In "Novel Interactions on the Keyboard," Hans Gellersen and Florian Block point out the distinct differences between the conventional computer keyboard and touch input displays, with the keyboard being highly evolved for "symbolic" interaction, while touch input displays are visual and dynamic but forgo tactile feedback. While some might see the keyboard as an anachronism, it is an extremely efficient form of input with physical properties—embossed keys, force feedback, and spring thresholds—that offer users considerable tactile feedback, allowing them to type quickly while looking at the screen.
However, it is possible to enhance and extend the traditional keyboard's form by combining it with an overlay to create a physical keyboard with a touch display layer that offers dynamic graphics output on each key. As Figure 2
shows, in the authors' prototype, the keyboard display is an extension of the graphical user interface that is in front of the user on the screen, managing the keyboard as a coherent display space. By making the keyboard another part of the display, the authors show that embodied interaction can leverage the skill sets that many of us already have, thus expanding the repertoire of what we can do. This approach could give users new ways to manipulate digital information.

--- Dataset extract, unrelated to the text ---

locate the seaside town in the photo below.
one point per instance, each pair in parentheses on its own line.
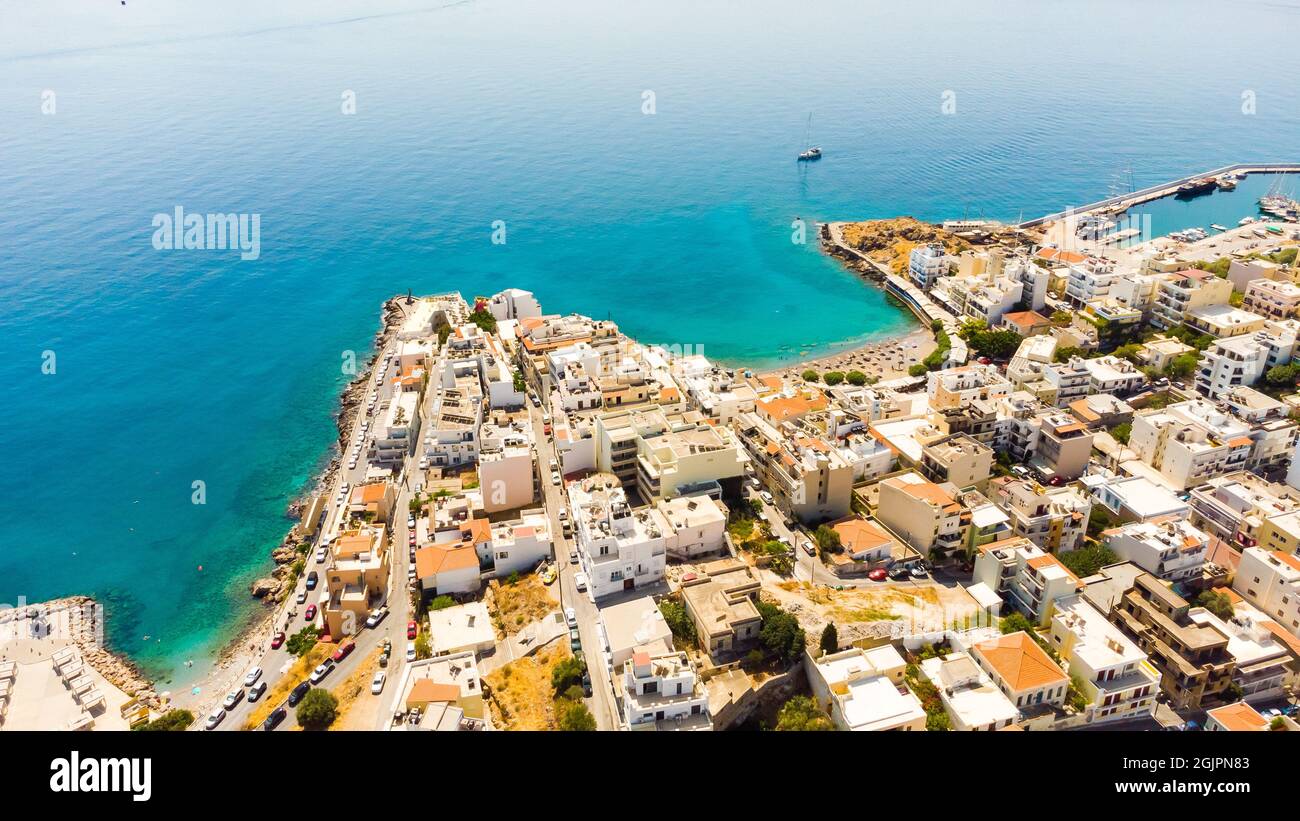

Figure 2. Silicon keyboard skin. (a) A tabbed keyboard on which the top row of keys act as tabs for switching between different keyboard maps. (b) Selection of a hotkey temporarily overloads the adjacent keys with a menu of related options.

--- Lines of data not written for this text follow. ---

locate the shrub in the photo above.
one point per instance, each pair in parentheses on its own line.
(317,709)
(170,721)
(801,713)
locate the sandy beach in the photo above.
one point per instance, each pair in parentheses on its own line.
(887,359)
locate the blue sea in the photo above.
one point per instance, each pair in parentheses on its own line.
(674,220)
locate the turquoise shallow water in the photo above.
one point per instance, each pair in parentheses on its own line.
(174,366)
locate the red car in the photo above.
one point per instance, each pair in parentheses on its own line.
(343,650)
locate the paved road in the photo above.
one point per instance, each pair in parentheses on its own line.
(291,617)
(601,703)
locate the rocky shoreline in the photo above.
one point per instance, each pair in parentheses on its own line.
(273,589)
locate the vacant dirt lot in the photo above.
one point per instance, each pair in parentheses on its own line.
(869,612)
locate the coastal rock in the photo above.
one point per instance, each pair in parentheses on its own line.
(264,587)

Addressing in-car interactive systems, Andreas Riener describes some of the advances in sensor and display technology that are part of current car dashboards and also introduces some that are forthcoming. In "Gestural Interaction in Vehicular Applications," Riener points out that this emerging design space is destined to grow in the future. As more applications for in-car computers appear, there is an increasing demand for technologies that will enable continuous cursor control on in-car screens, let drivers more intuitively select functions and menu items, and offer an alternative to the keyboard for text input. Indeed, the current proliferation of interactive buttons and switches can seriously distract drivers as they encourage participation in an extremely complex set of activities, including the use of multistage and modal controls, which, in turn, poses a threat to safety.
Focusing on infrastructure-less interfaces such as depth cameras, thermal imagery, and capacitive proximity sensing, the author describes two prototype systems developed by his research group; one uses a capacitive proximity sensing device and the other, shown in Figure 3
, uses an RGB-D camera to detect a more complex range of single finger, multifinger, and whole-hand gestures. The author describes the design process in which he selected the application, developed the interface, and conducted an evaluation.

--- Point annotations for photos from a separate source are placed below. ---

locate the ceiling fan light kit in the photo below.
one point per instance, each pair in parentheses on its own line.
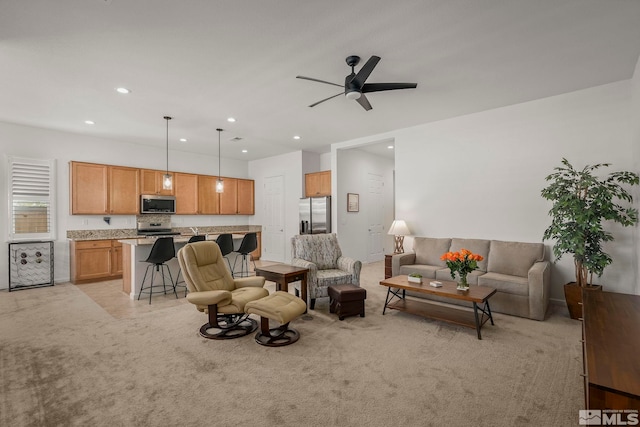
(355,86)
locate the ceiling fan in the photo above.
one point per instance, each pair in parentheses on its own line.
(355,86)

Figure 3. In-car interactive system. The system uses a depth camera to detect complex gestures, making it possible for the driver to execute multiple tasks simultaneously with one gesture.
In "Multisurface Interaction in the WILD Room," Michel Beaudouin-Lafon and coauthors describe their multi-service collaboration environment, shown in Figure 4
, that is designed for the analysis of large and complex data-sets. The key insight the authors offer is that, rather than distributing information across a variety of surfaces, the WILD platform distributes interaction across those surfaces.
Figure 4. Multisurface interaction. Wall display in the WILD room consists of 32 off-the-shelf 30-inch monitors organized in an 8 × 4 grid.
WILD incorporates four strategies for managing complex scientific data: navigation through visualizations and simulations of hundreds of thousands of data points; comparison of related images; juxtaposition of different forms of data such as research articles and graphics; and communication with remote colleagues.
The authors describe their participatory design approach, offer a detailed description of a design space for multiple kinds of interaction, and introduce a concept in which an instrument mediates interaction between the uwser and the object of interest. For example, pointing instruments can select items, while drag-and-drop instruments can move them. Instruments are independent of the objects upon which they operate, and multiple instruments can be used at one time.
In "Open Sesame: Design Guidelines for Invisible Passwords," Andrea Bianchi, Ian Oakley, and Dong-Soo Kwon discuss novel approaches to nonvisual, haptic PIN (personal identification number) entry systems, like the one shown in Figure 5
. Through empirical study and a literature review, they provide an analysis of different implementations and offer suggestions for the design of new systems and methods.
Figure 5. Nonvisual, haptic PIN entry system. The haptic wheel is an alternative mechanism that communicates structured nonvisual information by counting the number of simple, short, pulse-like stimuli in a temporal sequence.
The authors argue that PIN entry systems tend to be particularly vulnerable to attacks because users can be observed while entering data onto a keypad. While nonvisual PINs are not observable, learning how to use these systems can be challenging. For example, the system might require a user to input data by applying different levels of pressure on different parts of a responsive screen or key-based interface. Although it might be fairly easy to remember graphical gesture points, understanding when and how much pressure to apply in a designated location can be difficult. The authors present an overview of several systems and offer insights into how easy they are to use.
In a contribution to the Invisible Computing column that parallels the theme of this special issue, Gary Marsden and coauthors offer a look at how technology is affecting the developing world. "Making Technology Invisible in the Developing World" describes three projects, two based in India and the other in South Africa, that use innovative interaction technologies to help users gain access to information despite cost and literacy barriers.
The contributions selected for inclusion in this special issue are intended to provide an introduction to some of the most exciting developments in research on interaction with devices beyond the traditional keyboard and mouse. We invite readers to expand on the work described in these articles and explore yet other potential application areas.